I woke this morning early and made coffee at 8am. No rising sun or dawn watching as per the last three weeks. Normally at home I have been staying in bed until 10am getting through a streamed service on my iPad and doing various chores. I may revert but today I was up. It was raining. It has rained all day with just the occasional intermission. It has varied in strength and ferocity. It has been welcomed by many gardeners. Scotland is chillier than England...of that I can assure you!
Last evening I had tried to turn on my own second television in my study. It did not connect. All sorts of messages showed up: 'weak signal', 'no connection', 'check leads' and other suchlike came on screen. I tried again this morning...again it did not connect even after I had pressed and pulled and turned off and disconnected all sorts of buttons and leads. It has happened before and I went through the procedures I could recall. At 11am a helpful, intelligent and patient friend came to my aid. After two hours on the telephone to SKY whose office was located somewhere on this planet, the voice on the phone said he had booked an engineer for tomorrow. He tried to describe what might have gone wrong, who and what kind of engineer might come or not come, who might want access to the house or not need it, whether he/she would wear a mask or full ppc and bring his/her own gel etc and that the appointment would be, he hoped, between 8am and 13.00pm. Cleaning facilities would / might be needed. This conversation was over by 15.00 and I retired for a siesta, the rain still falling.

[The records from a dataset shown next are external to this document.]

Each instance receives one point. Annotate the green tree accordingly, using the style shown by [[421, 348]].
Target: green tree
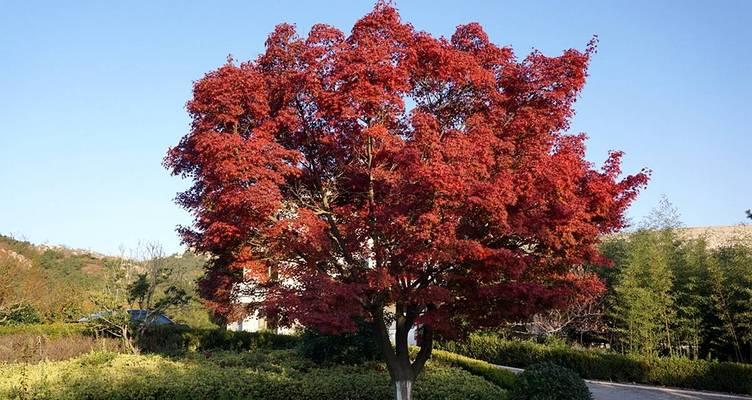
[[644, 302]]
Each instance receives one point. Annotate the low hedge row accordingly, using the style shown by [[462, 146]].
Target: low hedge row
[[603, 365], [500, 377], [124, 377], [177, 339]]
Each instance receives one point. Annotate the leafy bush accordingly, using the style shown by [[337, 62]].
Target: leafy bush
[[51, 330], [603, 365], [548, 381], [28, 347], [500, 377], [348, 348], [214, 339], [275, 377], [20, 314]]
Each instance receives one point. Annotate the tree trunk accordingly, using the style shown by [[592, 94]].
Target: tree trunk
[[397, 357], [404, 390]]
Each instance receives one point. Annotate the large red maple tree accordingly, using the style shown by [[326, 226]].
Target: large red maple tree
[[391, 176]]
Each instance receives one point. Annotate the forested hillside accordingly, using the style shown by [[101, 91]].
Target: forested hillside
[[41, 283]]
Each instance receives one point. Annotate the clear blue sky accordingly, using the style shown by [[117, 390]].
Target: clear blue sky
[[92, 94]]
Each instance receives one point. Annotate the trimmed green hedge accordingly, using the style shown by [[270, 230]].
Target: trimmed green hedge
[[178, 339], [594, 364], [548, 381], [500, 377], [274, 375]]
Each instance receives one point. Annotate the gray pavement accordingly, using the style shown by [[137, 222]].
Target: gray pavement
[[620, 391]]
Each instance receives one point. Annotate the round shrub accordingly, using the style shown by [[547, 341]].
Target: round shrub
[[347, 348], [547, 381]]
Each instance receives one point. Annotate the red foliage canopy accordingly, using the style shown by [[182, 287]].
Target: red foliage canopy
[[336, 175]]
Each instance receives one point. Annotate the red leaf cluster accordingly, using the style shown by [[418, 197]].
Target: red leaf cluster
[[336, 175]]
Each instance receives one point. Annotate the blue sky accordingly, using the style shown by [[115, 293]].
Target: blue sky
[[92, 94]]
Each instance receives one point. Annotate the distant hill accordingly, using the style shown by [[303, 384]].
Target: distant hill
[[719, 236], [59, 282]]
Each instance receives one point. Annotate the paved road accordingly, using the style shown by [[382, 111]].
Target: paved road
[[621, 391]]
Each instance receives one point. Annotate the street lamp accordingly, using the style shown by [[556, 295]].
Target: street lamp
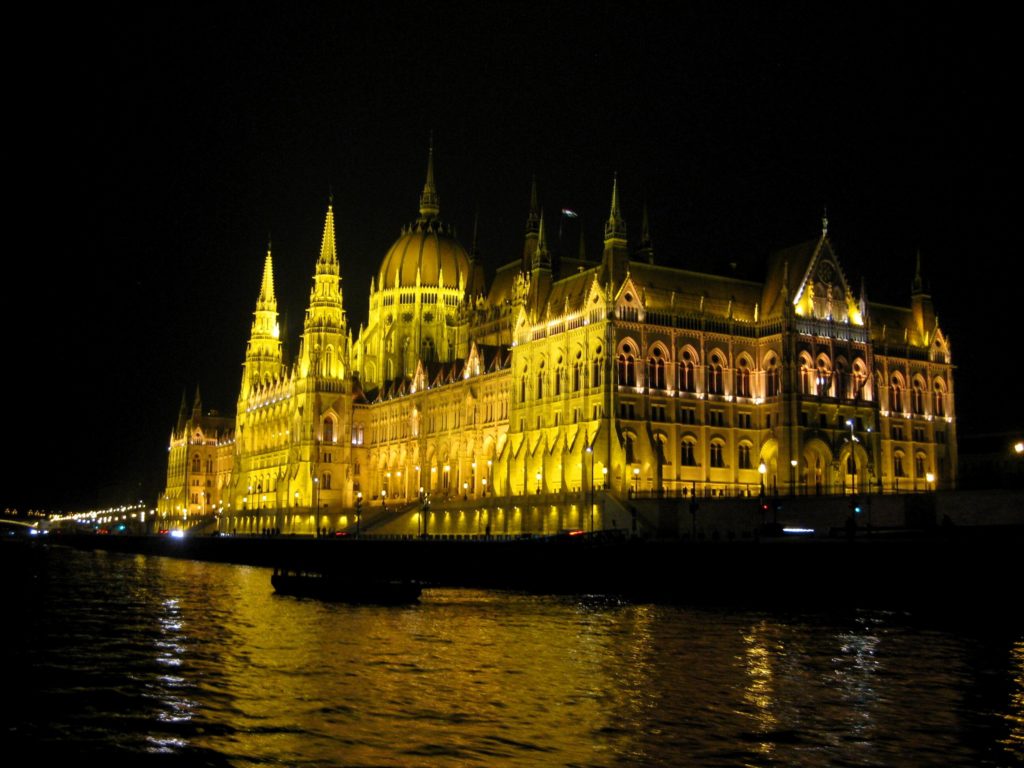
[[762, 471], [316, 505], [853, 455], [590, 450]]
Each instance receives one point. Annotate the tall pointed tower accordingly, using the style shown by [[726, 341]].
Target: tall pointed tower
[[532, 228], [263, 357], [615, 247], [324, 349]]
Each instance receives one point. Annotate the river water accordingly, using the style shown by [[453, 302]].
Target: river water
[[133, 659]]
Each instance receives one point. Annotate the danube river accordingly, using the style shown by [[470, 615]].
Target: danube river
[[134, 659]]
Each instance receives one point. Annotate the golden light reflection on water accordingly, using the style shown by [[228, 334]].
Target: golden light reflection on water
[[1015, 713], [759, 693], [222, 669]]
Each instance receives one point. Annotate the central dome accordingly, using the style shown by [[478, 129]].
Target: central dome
[[427, 248], [430, 249]]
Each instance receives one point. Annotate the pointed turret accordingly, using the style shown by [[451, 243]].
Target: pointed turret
[[182, 413], [263, 354], [614, 227], [266, 298], [532, 227], [542, 256], [921, 303], [646, 250], [430, 204], [615, 246], [324, 331]]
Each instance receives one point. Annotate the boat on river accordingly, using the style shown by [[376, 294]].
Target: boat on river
[[338, 588]]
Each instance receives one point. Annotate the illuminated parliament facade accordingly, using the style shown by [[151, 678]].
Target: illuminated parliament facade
[[563, 390]]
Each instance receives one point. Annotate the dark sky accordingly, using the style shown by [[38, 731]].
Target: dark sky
[[156, 150]]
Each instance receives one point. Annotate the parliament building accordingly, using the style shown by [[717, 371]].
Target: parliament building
[[564, 389]]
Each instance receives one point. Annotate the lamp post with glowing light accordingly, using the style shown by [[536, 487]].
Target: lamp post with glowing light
[[316, 506], [762, 470], [590, 450], [853, 456]]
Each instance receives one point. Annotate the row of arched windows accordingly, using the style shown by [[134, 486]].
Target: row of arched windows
[[918, 399], [685, 373]]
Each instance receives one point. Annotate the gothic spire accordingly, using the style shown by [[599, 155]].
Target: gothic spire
[[430, 204], [329, 250], [266, 298], [615, 225], [646, 247], [535, 209], [542, 258], [182, 412]]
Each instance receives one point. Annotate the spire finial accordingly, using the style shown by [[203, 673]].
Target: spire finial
[[429, 202], [646, 247], [329, 251], [614, 227], [473, 253], [266, 287], [532, 216]]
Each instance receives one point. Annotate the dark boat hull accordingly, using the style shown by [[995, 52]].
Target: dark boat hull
[[326, 587]]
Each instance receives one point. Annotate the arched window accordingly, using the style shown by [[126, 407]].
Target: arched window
[[771, 378], [717, 455], [940, 398], [918, 397], [857, 380], [627, 370], [822, 378], [898, 469], [687, 454], [896, 394], [655, 370], [807, 375], [684, 375], [744, 457], [742, 379], [715, 375]]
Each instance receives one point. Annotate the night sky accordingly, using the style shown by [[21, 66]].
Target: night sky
[[156, 151]]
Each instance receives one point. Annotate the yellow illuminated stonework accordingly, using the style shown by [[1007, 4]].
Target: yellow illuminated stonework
[[552, 395]]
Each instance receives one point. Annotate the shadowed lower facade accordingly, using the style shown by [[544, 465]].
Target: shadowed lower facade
[[549, 396]]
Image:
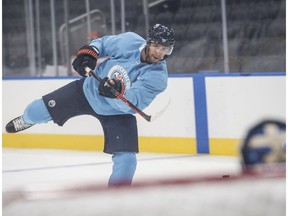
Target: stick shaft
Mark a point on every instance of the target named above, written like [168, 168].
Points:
[121, 97]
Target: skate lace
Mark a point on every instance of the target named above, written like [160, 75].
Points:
[19, 124]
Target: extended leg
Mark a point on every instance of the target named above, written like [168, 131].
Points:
[123, 168]
[35, 113]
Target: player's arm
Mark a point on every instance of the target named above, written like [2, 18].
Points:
[142, 92]
[86, 57]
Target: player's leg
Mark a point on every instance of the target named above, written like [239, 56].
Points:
[35, 113]
[121, 140]
[124, 166]
[59, 106]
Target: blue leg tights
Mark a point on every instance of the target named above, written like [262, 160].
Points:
[123, 168]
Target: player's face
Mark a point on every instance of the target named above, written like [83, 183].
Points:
[156, 52]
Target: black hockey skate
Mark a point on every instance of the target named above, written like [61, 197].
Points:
[17, 125]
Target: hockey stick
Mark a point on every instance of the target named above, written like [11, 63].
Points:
[148, 118]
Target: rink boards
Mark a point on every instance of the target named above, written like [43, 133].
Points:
[208, 114]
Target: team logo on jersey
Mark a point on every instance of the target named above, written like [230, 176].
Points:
[120, 73]
[51, 103]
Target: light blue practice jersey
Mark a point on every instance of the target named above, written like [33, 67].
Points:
[143, 82]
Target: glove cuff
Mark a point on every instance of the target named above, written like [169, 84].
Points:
[89, 50]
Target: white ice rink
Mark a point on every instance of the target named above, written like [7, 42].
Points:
[49, 182]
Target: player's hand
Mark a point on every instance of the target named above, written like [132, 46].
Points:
[86, 57]
[110, 87]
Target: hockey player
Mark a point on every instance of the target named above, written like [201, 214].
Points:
[135, 68]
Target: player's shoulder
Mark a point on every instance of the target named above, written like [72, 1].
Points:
[132, 36]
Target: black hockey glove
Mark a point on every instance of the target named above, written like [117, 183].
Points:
[108, 87]
[86, 57]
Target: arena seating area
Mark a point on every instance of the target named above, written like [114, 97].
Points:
[256, 32]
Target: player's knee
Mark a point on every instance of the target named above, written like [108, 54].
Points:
[36, 112]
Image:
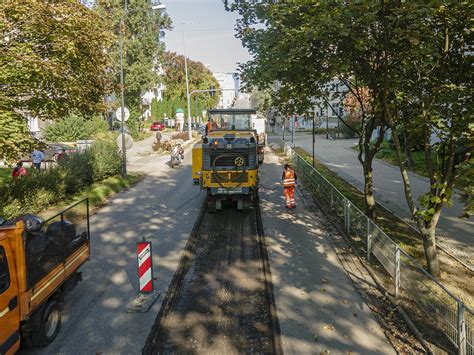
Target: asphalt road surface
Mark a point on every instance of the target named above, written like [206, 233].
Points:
[318, 307]
[162, 208]
[388, 187]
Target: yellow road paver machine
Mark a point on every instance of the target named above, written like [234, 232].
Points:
[226, 161]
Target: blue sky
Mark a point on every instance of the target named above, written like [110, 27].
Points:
[209, 33]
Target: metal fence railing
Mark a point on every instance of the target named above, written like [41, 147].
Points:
[410, 280]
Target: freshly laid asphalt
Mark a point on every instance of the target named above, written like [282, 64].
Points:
[388, 186]
[317, 305]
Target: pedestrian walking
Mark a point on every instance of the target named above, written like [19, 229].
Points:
[289, 180]
[19, 171]
[37, 157]
[158, 137]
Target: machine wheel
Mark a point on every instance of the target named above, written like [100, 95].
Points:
[50, 322]
[211, 204]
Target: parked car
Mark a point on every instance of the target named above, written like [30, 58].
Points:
[157, 126]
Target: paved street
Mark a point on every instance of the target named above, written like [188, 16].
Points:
[315, 299]
[318, 306]
[339, 157]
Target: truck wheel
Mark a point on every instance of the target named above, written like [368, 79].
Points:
[50, 324]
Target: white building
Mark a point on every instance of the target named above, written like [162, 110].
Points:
[229, 82]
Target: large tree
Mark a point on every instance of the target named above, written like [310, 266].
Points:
[412, 56]
[305, 45]
[142, 47]
[435, 88]
[53, 61]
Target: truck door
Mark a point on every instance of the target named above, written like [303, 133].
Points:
[9, 302]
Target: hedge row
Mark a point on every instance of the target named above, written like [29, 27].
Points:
[33, 193]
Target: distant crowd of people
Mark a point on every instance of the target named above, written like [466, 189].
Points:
[19, 171]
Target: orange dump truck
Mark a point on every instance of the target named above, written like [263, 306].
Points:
[39, 262]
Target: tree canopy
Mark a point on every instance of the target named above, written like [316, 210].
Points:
[142, 47]
[53, 61]
[174, 79]
[412, 57]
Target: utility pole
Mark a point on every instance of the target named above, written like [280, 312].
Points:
[314, 136]
[293, 130]
[327, 122]
[190, 134]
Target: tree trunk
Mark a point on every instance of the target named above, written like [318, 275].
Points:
[427, 229]
[431, 256]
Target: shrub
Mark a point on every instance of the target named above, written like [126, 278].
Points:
[76, 171]
[33, 193]
[106, 159]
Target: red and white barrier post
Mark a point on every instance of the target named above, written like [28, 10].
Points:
[145, 266]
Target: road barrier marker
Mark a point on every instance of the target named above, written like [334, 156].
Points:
[147, 294]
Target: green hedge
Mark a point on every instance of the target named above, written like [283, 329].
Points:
[33, 193]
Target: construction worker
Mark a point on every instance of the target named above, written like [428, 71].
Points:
[289, 179]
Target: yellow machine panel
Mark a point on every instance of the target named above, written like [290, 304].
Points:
[197, 161]
[226, 161]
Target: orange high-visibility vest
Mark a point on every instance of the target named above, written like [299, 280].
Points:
[289, 178]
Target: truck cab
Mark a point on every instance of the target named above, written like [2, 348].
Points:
[9, 297]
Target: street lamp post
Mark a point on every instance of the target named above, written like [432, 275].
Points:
[122, 94]
[188, 97]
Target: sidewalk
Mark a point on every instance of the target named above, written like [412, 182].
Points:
[318, 307]
[455, 233]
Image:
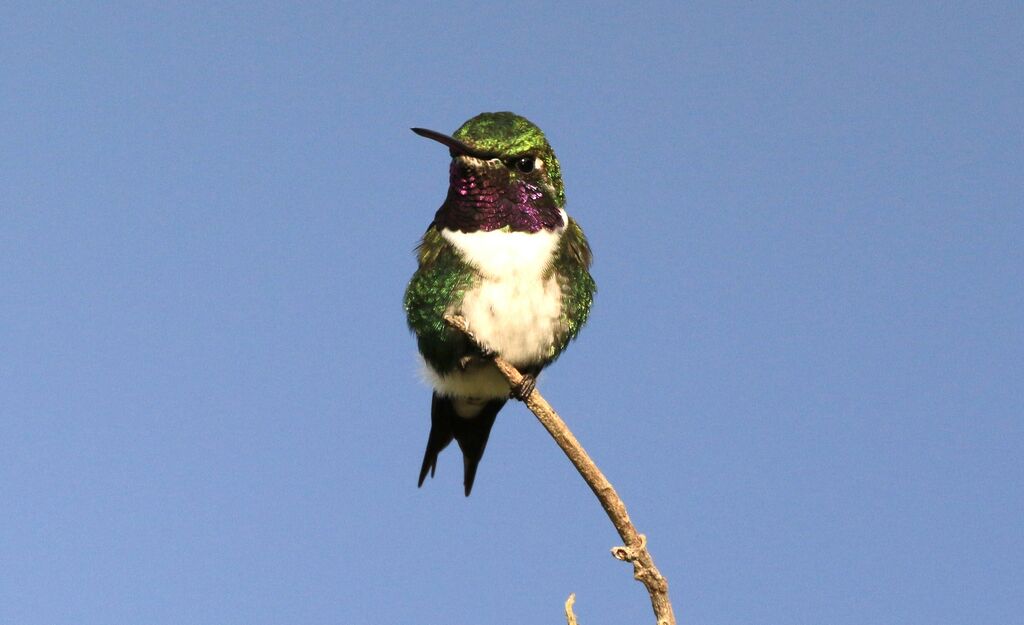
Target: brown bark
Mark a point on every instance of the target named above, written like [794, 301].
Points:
[635, 550]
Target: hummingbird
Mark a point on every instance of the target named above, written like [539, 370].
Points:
[503, 253]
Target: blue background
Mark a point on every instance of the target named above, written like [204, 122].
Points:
[803, 371]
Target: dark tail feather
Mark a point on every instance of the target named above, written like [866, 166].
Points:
[471, 433]
[440, 435]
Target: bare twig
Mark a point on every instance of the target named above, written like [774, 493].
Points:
[635, 549]
[569, 617]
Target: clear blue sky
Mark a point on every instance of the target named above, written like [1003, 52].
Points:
[803, 370]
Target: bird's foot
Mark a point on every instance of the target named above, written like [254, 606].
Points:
[524, 387]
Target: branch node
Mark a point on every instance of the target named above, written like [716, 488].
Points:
[636, 548]
[630, 553]
[569, 617]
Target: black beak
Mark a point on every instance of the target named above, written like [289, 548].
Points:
[455, 146]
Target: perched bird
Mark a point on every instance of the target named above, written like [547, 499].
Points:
[503, 253]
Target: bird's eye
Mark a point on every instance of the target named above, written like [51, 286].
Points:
[524, 164]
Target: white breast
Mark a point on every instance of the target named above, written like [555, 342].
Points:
[514, 310]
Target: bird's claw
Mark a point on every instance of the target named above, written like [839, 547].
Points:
[524, 387]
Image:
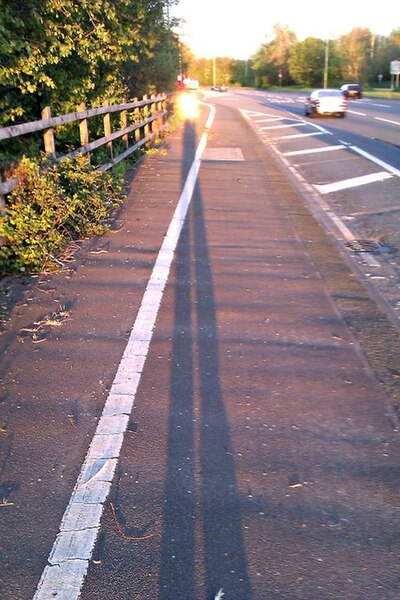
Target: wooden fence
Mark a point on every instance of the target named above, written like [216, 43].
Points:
[146, 117]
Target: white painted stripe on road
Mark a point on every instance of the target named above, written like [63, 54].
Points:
[387, 120]
[286, 126]
[268, 120]
[314, 150]
[69, 558]
[353, 182]
[376, 160]
[300, 135]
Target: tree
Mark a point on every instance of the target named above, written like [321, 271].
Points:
[309, 59]
[270, 63]
[356, 49]
[63, 52]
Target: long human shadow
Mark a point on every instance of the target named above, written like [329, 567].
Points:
[212, 519]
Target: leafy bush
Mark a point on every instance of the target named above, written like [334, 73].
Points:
[54, 204]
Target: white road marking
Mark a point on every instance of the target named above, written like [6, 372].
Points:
[268, 120]
[337, 222]
[376, 160]
[387, 121]
[69, 558]
[353, 182]
[315, 150]
[285, 126]
[300, 135]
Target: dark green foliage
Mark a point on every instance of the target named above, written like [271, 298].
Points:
[64, 52]
[54, 204]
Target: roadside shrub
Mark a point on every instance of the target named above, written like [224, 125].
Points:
[54, 204]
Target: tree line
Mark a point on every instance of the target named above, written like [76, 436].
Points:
[65, 52]
[360, 56]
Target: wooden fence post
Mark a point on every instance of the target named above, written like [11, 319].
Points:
[146, 129]
[107, 129]
[3, 240]
[83, 128]
[48, 134]
[124, 124]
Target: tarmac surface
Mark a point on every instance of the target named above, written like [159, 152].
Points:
[262, 453]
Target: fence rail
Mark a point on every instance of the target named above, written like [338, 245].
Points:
[148, 116]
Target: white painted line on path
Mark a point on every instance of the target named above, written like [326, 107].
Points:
[69, 558]
[353, 182]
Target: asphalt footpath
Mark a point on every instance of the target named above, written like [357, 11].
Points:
[261, 456]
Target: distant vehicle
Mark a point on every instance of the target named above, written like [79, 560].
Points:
[220, 88]
[325, 102]
[352, 90]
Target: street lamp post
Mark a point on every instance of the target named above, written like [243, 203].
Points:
[326, 66]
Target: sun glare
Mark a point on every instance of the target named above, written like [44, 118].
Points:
[188, 107]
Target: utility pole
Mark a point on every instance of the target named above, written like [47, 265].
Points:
[326, 67]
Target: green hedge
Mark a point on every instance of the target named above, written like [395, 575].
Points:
[54, 204]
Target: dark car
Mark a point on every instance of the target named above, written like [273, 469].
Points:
[352, 90]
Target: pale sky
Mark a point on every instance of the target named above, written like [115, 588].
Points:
[238, 28]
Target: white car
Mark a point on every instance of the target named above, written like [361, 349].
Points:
[326, 102]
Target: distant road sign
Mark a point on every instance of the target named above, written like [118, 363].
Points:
[395, 67]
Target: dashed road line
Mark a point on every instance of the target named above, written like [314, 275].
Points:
[352, 182]
[315, 150]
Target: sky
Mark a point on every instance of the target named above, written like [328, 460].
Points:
[238, 28]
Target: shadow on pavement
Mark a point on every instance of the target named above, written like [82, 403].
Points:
[202, 529]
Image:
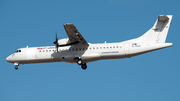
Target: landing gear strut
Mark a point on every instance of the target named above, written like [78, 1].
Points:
[16, 67]
[80, 62]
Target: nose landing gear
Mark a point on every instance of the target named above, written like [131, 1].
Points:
[16, 66]
[80, 62]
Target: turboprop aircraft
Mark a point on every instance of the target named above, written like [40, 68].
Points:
[75, 49]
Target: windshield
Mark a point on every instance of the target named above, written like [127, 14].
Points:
[17, 51]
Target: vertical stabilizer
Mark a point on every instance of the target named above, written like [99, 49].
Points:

Technologies are, I am told, marvellous. I am not good at them nor use them except for emails and news summaries as I mildly fear them. I know that society and industry, business, medicine, communicators etc rely on them more and more. When they go wrong I get frenetic, as do many I know. When working they are valued and I have heard of the relief of zoom, Facebook, whats app and many such in these days of lockdown and little travel.
Lying down on my bed for my siesta I picked up the nearest book. For some reason my room has been organised and tidied in my absence, so I am a little lost as to where most things are, so my books for reading have been put 'in a safe place'! Thus I simply picked up the nearest book. It is Emily St John Mandel's 'Station Eleven' . It is about a virulent pandemic's effects. Shall I cheer you? Page 37: " There was the flu that exploded like a neutron bomb over the face of the earth and the shock of the collapse that followed, the first unspeakable years...." I have just read a passage on the disappearance of the Internet.
So rain, collapse of television and a book on an horrendous pandemic....all cheering? Actually for some reason I am enjoying the challenge of it all. It is almost galvanising me and making me look to inner resources. I have not listened to the Prime Minister but I believe he has spoken. I opine that that really would depress me. I will not look to the iPad's news pages! I shall bury my head in the fictional pandemic! Reality can hang on a bit longer. I will watch it on the second episode of Life!